Democratizing or Personalizing the Bailout State

Karl Marx grasped capitalism’s paradox of abundance and scarcity in terms of the conflict between the forces and relations of production — the former making possible unprecedented economic growth, the latter ensuring the capture of that growth by a narrow social class. In our time, the paradox is explicitly distributional and increasingly political in nature.

Over the next few years, mainstream Democrats will engage Trump by calling out his corruption and authoritarianism. They will demand constraints on executive power, fiscal transparency, and central bank independence. Had Democrats been literal observers of neoliberal doctrine during the previous decades, perhaps such a strategy would make sense. But the institutions of the bailout state, how they enable the ongoing concentration of private wealth, and the bipartisan support they enjoy have all become plain to see. Progressive sanctimony will be no match for Trump’s unabashed wheeling and dealing.

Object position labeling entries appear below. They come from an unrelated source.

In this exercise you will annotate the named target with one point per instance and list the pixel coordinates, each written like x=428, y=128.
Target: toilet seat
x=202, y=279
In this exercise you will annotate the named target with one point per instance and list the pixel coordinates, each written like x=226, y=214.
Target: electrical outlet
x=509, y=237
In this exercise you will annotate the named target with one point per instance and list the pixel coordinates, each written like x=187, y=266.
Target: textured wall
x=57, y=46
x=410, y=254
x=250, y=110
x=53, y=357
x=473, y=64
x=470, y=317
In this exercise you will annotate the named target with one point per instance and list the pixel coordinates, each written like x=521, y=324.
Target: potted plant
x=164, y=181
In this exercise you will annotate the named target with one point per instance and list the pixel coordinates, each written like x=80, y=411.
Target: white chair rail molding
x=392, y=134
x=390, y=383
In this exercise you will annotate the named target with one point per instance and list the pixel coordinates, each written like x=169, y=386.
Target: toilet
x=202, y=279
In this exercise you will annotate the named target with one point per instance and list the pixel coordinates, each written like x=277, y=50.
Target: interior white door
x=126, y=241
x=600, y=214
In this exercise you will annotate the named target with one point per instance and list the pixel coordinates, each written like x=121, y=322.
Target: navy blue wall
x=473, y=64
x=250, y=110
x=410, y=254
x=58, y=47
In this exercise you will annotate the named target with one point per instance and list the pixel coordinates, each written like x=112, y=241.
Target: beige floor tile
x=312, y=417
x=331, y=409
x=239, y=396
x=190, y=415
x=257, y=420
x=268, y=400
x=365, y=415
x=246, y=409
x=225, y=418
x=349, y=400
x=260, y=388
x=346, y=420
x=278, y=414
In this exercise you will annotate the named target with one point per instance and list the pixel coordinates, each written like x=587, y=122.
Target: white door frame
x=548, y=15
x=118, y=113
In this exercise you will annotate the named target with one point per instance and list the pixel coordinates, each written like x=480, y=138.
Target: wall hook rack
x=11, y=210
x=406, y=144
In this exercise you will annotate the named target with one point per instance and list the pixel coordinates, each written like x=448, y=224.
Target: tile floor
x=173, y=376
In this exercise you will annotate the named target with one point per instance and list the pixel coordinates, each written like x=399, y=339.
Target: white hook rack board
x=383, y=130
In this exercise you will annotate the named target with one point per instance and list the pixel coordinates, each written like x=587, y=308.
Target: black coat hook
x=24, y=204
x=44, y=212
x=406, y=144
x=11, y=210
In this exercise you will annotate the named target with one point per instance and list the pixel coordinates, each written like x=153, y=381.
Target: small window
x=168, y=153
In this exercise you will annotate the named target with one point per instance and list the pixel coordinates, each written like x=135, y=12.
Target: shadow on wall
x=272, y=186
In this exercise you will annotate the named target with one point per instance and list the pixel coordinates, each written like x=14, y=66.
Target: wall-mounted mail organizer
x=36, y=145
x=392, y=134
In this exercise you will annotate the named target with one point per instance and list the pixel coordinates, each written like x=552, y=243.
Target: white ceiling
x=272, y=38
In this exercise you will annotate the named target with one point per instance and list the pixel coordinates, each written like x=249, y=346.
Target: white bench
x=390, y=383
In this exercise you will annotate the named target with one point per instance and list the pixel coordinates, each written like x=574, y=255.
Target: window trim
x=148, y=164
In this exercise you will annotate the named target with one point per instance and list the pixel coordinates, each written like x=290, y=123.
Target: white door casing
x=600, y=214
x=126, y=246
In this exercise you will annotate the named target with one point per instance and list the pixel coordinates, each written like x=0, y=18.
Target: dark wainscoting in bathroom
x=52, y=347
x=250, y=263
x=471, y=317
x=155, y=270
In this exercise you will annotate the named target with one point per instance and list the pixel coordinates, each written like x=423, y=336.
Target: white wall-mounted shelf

An effective left-wing response to the slide into authoritarianism will need to start from an explicit acknowledgment that — entirely contrary to the official precepts of neoliberal theory — public institutions are deeply involved in the production of private asset wealth; and it will need to advocate democratizing those institutions.

When the Biden administration created an opening for such a project, establishment Democrats worked overtime to close it and to restore the status quo. But if Trump proceeds to use the dials and levers of the bailout state to support friends, family, and sundry associates, he will give rise to similar perceptions of democratic possibility. Unless the Left can exploit such tensions in the operation of an authoritarian project that is still very much driven by petty grievances, easily distracted, and prone to infighting, there is every chance that a more focused successor — such as J. D. Vance, whose path to the vice presidency was cleared by Silicon Valley oligarchs — will continue MAGA as a more effective project of technofascist transformation.